The changes have been subtle, like the way my collarbones show a bit more each day. Or the way my smile has improved as my dimples have become more prominent. Or the how amazing it feels to sit in the chairs outside Starbucks and not have my hips/thighs hang over and through the sides of the chair. And how I can cross one leg over the other. Or how my eyes look bigger now that my cheeks aren’t as full. And these are just the physical changes.
There are also the changes of not worrying about getting past people down the row of a movie theatre. Or in the church pew this week as I watched my niece in the Christmas pageant. Or not giving a second thought to the decision to walk to my parents house to spend some time with them yesterday morning, instead of getting in the car and driving over. Losing all this weight has really made living my daily life so much better in ways that I never anticipated because I got so used to dealing with the girth, I guess. I’m so grateful that I’m able to appreciate all of these changes and recognize how far I’ve come.
I still have quite a ways to go, but I do feel like the momentum has shifted, and I’m on the downhill side of my weight loss journey. My next major goal is right around the corner – hitting Onederland (getting to 199 or less). I have four more pounds and two more Sunday weigh-ins to get to that goal. Although, let’s be honest, I’m giving myself until the 31st, so if it means weighing in on that Tuesday morning and seeing 199, I’ll do it.
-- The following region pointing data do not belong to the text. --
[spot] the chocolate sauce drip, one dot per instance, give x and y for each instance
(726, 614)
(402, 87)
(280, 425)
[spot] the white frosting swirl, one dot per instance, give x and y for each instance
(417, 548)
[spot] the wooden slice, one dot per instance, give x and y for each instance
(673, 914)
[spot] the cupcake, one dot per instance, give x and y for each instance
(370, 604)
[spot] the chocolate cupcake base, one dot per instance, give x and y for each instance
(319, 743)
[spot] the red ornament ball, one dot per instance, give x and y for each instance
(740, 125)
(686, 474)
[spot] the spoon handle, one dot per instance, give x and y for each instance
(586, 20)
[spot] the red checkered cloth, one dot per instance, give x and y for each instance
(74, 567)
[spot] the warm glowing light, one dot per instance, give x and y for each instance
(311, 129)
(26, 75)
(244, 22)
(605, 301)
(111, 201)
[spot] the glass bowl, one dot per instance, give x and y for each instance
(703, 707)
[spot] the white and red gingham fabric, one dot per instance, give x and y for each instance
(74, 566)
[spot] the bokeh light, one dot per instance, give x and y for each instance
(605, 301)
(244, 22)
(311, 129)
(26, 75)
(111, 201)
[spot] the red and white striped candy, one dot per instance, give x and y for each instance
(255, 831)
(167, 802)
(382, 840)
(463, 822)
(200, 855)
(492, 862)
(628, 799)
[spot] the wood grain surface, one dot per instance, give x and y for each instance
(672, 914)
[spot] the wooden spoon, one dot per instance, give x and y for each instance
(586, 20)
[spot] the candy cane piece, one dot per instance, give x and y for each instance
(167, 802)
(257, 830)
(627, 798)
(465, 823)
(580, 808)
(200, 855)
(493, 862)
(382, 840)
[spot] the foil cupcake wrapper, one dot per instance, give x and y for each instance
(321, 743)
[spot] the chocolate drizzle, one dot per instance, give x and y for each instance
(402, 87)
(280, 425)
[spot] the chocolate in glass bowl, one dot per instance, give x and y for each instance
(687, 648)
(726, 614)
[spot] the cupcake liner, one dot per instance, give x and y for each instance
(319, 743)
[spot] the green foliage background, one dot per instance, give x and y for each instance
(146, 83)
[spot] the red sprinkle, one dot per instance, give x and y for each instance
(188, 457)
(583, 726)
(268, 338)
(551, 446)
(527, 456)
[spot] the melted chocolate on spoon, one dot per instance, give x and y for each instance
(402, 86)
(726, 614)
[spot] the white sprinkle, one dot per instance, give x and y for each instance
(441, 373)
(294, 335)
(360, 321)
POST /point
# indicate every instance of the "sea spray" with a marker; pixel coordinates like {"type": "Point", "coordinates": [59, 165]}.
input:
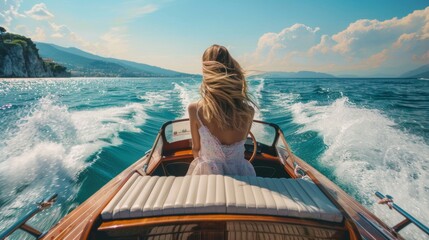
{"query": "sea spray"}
{"type": "Point", "coordinates": [188, 93]}
{"type": "Point", "coordinates": [51, 146]}
{"type": "Point", "coordinates": [367, 151]}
This week is finals week at school, and while the students are going to be stressed, it actually means I have a bit more time on my hands, because we have three days of a modified schedule. I’ll be done at 12:30 Wednesday, Thursday, and Friday. Of course, I’ll spend plenty of time grading in the afternoon, but it will be nice to be able to hit the gym earlier than usual and then go back to paperwork, if I have to. And the best part is those luxurious two weeks off with all that free time to spend with family, friends, and myself. Lots to look forward to!
Until next Sunday, my friends. I hope the scale treats you well, and that you have a wonderful week!